After being informed that one of the two kids is boy, i.e., the event $B_1=\{(G,B), (B,G), (B,B) \}$ , the conditional probability that the other is also boy, i.e., the event $B_2=\{(B,B) \}$, is given by

$$\mathbb P (B_2 | B_1)=\color{blue}{\frac{(1-p)^2}{1-p^2}}.$$

The parameter $\color{blue}{p}$ needs to be estimated based on some data set. As your location is Turkey now, from this Turkish official website, we have

According to birth statistics; the number of babies born alive in 2020 was 1 million 112 thousand 859. 570 thousand 892 of them were boys, and 541 thousand 967 of them were girls. 97.1% of the babies born alive were single births, 2.9% were twins, and 0.1% were triplets or more.

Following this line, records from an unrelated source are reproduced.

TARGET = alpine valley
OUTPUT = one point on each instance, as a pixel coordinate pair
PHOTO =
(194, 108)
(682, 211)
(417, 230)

Hence, as the sample size is 1 million 112 thousand 859, a highly accurate estimate of $\color{blue}{p}$ based on 2020 data is $\color{blue}{0.4870041937}$ (note that it very close to 48.7%, the portion of the female child population of Turkey). Hence, the probability is

$$\mathbb P (B_2 | B_1)=0.3449861194.$$

You can see that though it is somehow close to $\frac{1}{3}=0.3\bar{3}$, obtained by assuming $p=\frac{1}{2}$; it is at least 0.01 greater than $\frac{1}{3}$.